Midcap IT are expected to be outperformers and there are a few stocks to watch out for. What is your view on the space?
We are keenly watching the quarterly numbers as they come along. I think the deal-win momentum will remain strong. We saw the Accenture earnings and the commentary. We should see a strong demand environment. In fact, amongst the larger names, while TCS had a soft Q1, one could probably see another 4% constant currency growth.

with the Daimler deal should give them more consolidated gains. That it itself should contribute between 1-2% again on CCC terms. I would just like to watch the margins a bit. The key thing to watch out for is wage hike and attrition. The ability to repurpose talent, have more annuity type deals would be a differentiator between how these IT companies progress and at 35-40 multiples even in midcap IT names and the large cap IT names.

I do not think one should play it as large cap versus midcap. Go with the actual deal win and actual commentary and then build on it and purely on a bottoms up basis. Also, while we keep talking about Cloud, we should remember that most of our IT companies are enablers. The pure Cloud play is more the Amazon or the Microsoft and the Googles of the world. So a combination should be there. May be a FAANG ETF or a Nasdaq 100 and Indian IT should both be part of the portfolio. Also, valuation wise, some of these names are available at 26-28 earning multiples.
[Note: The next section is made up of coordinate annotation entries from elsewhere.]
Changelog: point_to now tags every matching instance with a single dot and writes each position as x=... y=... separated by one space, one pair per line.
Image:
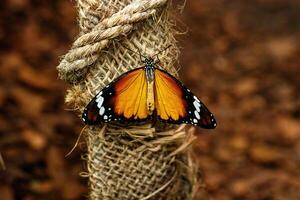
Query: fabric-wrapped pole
x=137 y=162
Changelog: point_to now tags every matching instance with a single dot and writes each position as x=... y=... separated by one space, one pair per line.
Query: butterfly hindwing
x=176 y=104
x=123 y=100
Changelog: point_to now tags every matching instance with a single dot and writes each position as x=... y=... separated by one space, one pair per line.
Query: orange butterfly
x=145 y=93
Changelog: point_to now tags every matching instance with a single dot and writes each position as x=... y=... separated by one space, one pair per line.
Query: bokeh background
x=241 y=58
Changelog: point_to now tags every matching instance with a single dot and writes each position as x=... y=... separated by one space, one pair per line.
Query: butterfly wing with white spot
x=123 y=100
x=176 y=104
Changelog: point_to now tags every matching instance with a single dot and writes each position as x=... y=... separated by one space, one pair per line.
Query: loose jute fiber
x=134 y=162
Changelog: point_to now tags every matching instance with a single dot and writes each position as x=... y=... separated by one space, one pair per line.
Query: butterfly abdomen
x=149 y=70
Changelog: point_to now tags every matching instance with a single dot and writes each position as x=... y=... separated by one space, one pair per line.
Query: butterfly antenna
x=162 y=50
x=136 y=52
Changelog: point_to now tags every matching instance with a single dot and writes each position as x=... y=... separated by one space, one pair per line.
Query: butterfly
x=147 y=93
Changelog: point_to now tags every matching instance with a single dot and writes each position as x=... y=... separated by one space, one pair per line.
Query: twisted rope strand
x=85 y=50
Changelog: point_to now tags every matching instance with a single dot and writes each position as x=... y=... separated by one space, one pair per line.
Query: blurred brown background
x=240 y=57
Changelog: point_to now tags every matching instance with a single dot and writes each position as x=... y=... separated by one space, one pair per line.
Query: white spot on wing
x=99 y=100
x=102 y=110
x=197 y=114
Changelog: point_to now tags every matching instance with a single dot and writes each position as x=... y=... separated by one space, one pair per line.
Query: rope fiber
x=136 y=162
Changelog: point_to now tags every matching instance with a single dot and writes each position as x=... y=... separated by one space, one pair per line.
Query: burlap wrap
x=138 y=162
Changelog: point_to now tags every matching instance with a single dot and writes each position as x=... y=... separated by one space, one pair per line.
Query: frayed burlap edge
x=134 y=162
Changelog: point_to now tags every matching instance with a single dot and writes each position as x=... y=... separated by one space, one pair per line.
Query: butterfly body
x=144 y=94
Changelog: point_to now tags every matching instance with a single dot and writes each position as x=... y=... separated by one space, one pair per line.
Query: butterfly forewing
x=122 y=100
x=176 y=104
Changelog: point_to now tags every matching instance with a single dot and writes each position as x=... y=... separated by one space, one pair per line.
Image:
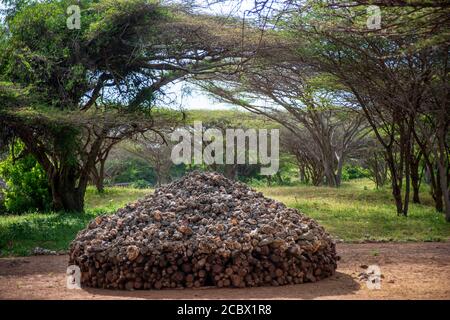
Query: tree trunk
x=396 y=187
x=66 y=195
x=442 y=167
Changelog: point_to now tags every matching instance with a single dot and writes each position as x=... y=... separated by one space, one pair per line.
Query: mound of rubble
x=203 y=230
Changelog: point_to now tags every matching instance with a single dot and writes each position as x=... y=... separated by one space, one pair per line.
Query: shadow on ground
x=340 y=284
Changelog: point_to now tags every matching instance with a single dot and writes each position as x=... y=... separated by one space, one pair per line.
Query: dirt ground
x=409 y=271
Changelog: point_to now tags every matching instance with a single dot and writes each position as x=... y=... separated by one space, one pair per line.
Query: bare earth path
x=410 y=271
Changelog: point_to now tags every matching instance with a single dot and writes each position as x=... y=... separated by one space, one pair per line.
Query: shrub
x=27 y=187
x=140 y=184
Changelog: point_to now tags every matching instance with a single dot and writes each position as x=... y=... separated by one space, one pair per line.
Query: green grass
x=354 y=212
x=358 y=212
x=19 y=234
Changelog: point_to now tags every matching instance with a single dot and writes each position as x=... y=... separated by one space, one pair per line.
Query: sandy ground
x=410 y=271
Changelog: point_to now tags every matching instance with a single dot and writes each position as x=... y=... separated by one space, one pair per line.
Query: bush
x=351 y=172
x=27 y=187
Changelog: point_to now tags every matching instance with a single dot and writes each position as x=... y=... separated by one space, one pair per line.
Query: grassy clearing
x=54 y=231
x=359 y=212
x=354 y=212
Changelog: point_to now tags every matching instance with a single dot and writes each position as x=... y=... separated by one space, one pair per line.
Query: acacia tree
x=124 y=53
x=335 y=130
x=154 y=148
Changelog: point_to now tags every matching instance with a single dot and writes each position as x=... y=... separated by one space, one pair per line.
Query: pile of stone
x=203 y=230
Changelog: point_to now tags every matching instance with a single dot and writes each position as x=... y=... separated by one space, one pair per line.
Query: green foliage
x=355 y=212
x=140 y=184
x=27 y=186
x=350 y=172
What do you see in terms of some of these large public sector banks? Are they still buys at this point? Is there a lot of value to unlock?
One has to be a little careful with the entire PSU pack. We have seen multiple catalysts. There was capital infusion by the government on two occasions and we saw a sharp run up and then it again came back. Most of them trade at 0.4 to 0.6 book value. I would stick to the top one or two in terms of size. SBI to me looks the best of the lot. In the last four years, their gross NPAs are down 43%. Their SMA-1, SMA-2 books give a lot of comfort on the credit cost guidance. The restructured loans which was again as per the guidance. The asset quality metric is actually better than some of the tier-1 private sector banks. On CASA, liabilities, overall advances, they have gained market share.

Their subsidiaries — be it SBI Life or SBI Cards have done well and – one would possibly see listing of the mutual fund in a year or so. This bank is still at about 1.1-1.2 book value and looks best of the lot on a risk adjusted basis.

If one wants to do a bit of bargain hunting, one can consider Bank of Baroda or Punjab National Bank, but I would stick with SBI and go with some of the better private sector banks. ICICI Bank is still at about 2.5 book value, great transformation happening since the leadership change. Even HDFC Bank has consolidated as the leadership transition is now behind it. I will stick with the larger two, three names rather than go for bargain hunting and value buying.